Here is an example I came up with to try and understand it better.
Let $f: \mathbb{R}^2 \to \mathbb{R}^3$ be defined by $f(x,y) = (x+y,xy,x^2-y^2)$
Then the derivative of $f$ at $\vec{x_0} = \left[\matrix{
   x_0 \cr
   y_0 \cr
}\right]$ is given by: $f'_\vec{x_0} = \left[\begin{array}{*{20}{c}}
{1}&{1}\\
{y_0}&{x_0}\\
{2x_0}&{-2y_0}\\
\end{array}\right]
$ 
This means that $f'_\vec{x_0}$ is the linear transformation that takes a vector $\vec{v} \in \mathbb{R}^2$ and sends it to $f'_\vec{x_0}\vec{v} \in \mathbb{R}^3$. 
Here are my questions:
How do I interpret the derivative in higher dimensions? In one dimension we can think of the derivative as the slope of a tangent line. Is there a similar notion for higher dimensions? I'm looking at the above matrix and trying to attach some meaning to it, but I can't come up with anything.
What does  $f'_\vec{x_0}\vec{v}$ represent? Is it just the derivative of $f$ at $\vec{x_0}$ in the direction of $\vec{v}$? Do the components of this vector represent how fast $f$ is changing along each axis?

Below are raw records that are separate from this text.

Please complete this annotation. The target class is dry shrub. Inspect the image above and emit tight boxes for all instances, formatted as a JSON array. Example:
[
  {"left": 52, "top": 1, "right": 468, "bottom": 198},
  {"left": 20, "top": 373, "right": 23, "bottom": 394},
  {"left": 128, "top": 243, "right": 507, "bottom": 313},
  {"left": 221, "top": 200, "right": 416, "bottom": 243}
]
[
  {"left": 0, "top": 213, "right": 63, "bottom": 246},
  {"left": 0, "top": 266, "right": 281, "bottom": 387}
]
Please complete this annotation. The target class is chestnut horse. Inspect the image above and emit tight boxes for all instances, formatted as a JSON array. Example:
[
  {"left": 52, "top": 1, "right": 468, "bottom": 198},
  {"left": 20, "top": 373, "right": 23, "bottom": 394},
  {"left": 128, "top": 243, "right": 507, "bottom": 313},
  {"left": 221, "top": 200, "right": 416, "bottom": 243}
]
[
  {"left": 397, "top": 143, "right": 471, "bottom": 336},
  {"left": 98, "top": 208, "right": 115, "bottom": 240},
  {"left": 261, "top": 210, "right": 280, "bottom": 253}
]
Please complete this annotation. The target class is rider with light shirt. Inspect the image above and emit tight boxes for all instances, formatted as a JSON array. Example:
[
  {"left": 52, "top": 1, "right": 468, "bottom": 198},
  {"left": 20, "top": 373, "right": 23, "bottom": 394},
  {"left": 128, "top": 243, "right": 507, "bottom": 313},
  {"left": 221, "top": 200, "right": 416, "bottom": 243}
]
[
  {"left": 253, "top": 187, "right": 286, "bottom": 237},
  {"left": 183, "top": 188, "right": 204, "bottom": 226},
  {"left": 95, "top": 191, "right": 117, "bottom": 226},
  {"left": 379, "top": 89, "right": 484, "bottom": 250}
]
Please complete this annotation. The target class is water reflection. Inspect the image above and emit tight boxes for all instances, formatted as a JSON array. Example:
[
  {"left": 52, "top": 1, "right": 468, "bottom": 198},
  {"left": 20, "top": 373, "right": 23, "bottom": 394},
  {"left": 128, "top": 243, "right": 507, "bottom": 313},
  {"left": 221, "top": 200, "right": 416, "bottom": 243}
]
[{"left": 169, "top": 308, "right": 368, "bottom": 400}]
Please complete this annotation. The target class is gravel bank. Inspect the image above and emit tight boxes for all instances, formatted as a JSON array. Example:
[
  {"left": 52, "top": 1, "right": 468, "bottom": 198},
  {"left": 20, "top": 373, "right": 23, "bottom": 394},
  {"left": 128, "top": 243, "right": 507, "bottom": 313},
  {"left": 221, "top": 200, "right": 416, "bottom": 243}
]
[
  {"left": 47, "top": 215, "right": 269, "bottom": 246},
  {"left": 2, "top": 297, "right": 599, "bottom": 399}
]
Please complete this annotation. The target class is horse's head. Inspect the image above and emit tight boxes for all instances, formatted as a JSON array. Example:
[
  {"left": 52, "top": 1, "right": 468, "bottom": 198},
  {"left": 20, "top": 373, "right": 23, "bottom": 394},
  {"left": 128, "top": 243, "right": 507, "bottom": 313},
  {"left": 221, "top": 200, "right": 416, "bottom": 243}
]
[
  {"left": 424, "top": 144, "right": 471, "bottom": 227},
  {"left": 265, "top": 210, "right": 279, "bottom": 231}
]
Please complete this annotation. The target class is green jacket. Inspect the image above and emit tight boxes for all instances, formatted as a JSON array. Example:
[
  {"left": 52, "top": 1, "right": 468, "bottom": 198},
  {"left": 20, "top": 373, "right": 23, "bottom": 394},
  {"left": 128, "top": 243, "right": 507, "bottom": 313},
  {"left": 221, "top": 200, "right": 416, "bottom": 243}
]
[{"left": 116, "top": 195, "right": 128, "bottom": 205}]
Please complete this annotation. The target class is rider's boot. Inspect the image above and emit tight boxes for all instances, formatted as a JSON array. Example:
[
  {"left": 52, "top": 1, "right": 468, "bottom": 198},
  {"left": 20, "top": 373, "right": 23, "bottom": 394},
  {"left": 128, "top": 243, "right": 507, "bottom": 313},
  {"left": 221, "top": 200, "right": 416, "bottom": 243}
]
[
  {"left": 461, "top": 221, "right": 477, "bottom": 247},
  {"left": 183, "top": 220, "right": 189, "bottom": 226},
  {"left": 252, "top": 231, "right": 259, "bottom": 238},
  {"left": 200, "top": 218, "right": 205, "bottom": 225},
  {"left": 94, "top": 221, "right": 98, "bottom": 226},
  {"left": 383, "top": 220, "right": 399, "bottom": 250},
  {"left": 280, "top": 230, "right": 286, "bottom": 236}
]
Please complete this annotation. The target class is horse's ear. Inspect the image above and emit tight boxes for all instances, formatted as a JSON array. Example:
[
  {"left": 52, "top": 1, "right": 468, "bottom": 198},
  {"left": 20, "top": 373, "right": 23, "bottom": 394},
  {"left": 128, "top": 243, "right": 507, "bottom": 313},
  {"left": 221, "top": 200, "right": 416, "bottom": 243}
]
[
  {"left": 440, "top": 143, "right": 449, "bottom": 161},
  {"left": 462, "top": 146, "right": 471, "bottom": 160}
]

 A: The derivative (if exists) is the best local linear approximation in the following sense
$$f(x_0+h)=f(x_0)+f'(x_0)(h)+o(h),$$
or equivalently,
$$\lim_{h\to 0}\frac{f(x_0+h)-(f(x_0)+f'(x_0)(h))}{\|h\|}=0.$$
I.e. $f(x_0+h)-(f(x_0)+f'(x_0)(h))$ (function - approximation) is very small. So small that even divided by another small thing $\to 0$.

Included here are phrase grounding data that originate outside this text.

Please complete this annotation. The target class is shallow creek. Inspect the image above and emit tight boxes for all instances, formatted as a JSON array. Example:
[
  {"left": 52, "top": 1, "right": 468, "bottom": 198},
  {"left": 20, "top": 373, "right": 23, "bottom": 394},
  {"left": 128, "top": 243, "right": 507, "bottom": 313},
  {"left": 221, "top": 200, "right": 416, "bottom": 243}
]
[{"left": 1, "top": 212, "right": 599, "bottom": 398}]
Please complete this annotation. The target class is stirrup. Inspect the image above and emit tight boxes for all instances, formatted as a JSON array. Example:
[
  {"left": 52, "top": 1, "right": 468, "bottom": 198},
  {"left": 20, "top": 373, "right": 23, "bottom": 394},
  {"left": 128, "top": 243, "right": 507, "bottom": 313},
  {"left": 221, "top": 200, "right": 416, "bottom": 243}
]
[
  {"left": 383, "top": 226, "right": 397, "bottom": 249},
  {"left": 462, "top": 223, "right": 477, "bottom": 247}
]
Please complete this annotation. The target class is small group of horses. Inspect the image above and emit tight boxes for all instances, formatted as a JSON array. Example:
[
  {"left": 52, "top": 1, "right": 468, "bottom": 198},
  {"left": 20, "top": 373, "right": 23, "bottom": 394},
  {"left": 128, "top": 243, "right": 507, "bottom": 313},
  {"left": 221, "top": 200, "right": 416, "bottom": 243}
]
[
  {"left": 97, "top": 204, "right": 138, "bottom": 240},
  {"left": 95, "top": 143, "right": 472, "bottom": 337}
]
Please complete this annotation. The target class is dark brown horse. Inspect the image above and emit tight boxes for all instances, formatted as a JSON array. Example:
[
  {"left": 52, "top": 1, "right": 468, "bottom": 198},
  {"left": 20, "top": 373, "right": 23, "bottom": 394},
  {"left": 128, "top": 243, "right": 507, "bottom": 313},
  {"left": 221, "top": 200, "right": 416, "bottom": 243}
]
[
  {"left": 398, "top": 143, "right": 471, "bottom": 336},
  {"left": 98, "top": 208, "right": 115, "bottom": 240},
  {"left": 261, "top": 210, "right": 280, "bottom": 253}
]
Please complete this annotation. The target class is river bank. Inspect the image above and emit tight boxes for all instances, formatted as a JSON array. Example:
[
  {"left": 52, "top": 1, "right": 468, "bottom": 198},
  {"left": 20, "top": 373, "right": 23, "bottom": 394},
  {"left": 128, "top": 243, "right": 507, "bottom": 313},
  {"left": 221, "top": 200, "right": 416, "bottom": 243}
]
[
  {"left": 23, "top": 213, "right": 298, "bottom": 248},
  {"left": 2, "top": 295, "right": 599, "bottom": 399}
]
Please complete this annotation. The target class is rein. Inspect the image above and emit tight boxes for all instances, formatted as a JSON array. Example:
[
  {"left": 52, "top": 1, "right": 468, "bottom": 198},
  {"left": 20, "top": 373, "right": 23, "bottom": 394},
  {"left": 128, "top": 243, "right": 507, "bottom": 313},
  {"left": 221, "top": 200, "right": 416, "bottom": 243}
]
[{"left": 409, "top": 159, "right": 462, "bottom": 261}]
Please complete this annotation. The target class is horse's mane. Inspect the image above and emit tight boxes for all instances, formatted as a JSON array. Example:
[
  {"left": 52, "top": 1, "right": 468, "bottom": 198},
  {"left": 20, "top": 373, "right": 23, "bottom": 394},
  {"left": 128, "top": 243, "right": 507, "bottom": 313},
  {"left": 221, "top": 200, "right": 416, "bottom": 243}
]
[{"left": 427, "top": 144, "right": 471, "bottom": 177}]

A: Are you familiar with the concept of a curve? A curve is a function $g:\mathbb R \rightarrow \mathbb R^3, t \mapsto g(t)$. As the parameter $t$ runs through $\mathbb R$, the points $g(t)$ run through the points of the curve in $\mathbb R^3$. With this concept, you can describe all kinds of curves - lines, circles, spirals, etc.

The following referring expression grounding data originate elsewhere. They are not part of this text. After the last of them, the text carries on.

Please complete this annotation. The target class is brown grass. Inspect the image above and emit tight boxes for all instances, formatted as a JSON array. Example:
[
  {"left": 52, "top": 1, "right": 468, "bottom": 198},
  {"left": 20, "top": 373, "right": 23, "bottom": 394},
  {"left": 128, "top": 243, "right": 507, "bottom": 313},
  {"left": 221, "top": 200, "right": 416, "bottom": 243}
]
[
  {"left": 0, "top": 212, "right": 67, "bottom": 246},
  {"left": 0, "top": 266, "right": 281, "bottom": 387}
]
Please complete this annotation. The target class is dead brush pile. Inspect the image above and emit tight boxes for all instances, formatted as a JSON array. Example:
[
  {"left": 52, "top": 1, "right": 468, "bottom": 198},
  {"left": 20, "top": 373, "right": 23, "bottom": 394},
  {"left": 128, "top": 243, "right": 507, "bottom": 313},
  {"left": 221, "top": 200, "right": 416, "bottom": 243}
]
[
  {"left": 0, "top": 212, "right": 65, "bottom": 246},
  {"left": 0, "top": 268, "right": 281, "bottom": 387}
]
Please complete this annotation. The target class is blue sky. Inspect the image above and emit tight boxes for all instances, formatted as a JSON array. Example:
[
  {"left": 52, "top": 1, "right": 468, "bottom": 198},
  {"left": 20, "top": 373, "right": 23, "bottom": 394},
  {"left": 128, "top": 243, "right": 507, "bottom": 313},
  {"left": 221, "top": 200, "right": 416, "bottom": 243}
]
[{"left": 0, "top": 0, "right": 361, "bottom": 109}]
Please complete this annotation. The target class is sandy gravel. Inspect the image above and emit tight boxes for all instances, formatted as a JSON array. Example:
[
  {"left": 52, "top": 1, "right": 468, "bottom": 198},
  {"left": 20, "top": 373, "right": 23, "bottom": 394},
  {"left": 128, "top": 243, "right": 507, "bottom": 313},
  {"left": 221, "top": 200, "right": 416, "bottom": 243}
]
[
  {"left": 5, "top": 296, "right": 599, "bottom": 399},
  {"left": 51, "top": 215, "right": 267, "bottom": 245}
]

Using the visualization described above (as $t$ runs continuously from $-\infty$ to $+\infty$, $g(t)$ traces out the curve in 3-space), it's "intuitively clear" :-) that $g'(t_0)$ is the tangent vector at the curve in the point $g(t_0)$.
We can do the same thing with your map $f$. If $f$ is well behaved, then $M := f(\mathbb R^2) \subseteq \mathbb R^3$ is kind of a surface in space, like a sphere, or a piece thereof. If we fix an $x \in \mathbb R^2$ and a $v \in \mathbb R^2$, then the function $g:\mathbb R \rightarrow \mathbb R^3, t \mapsto f(x + tv)$ is a curve in 3-space, and by construction, this curve runs entirely inside $M$.
Now, using the chain rule, we find $g'(t) = f'(x+tv)v$, and in particular $g'(0) = f'(x)v$. So we see that $f'(x)v$ is the tangent of a curve on $M$ through $f(x) \in M$. All those curves form the tangent plane at $M$ in $f(x)$. More specifically, we can write this tangent plane as $P := f(x) + f'(x)\mathbb R^2 \subseteq \mathbb R^3$. Please convince yourself that the set $P$ is an affine plane in 3-space.
So, in some sense, $f'(x)$ is the slope of the tangent plane at $M$ through the point $f(x)$. With some more analytical machinery, it's possible to formalize this analogy to the one-dimensional case much better.
Another instructive example is $h:\mathbb R^2 \rightarrow \mathbb R^3, (u,v) \mapsto (u, v, \sin(u) + \cos(v))$.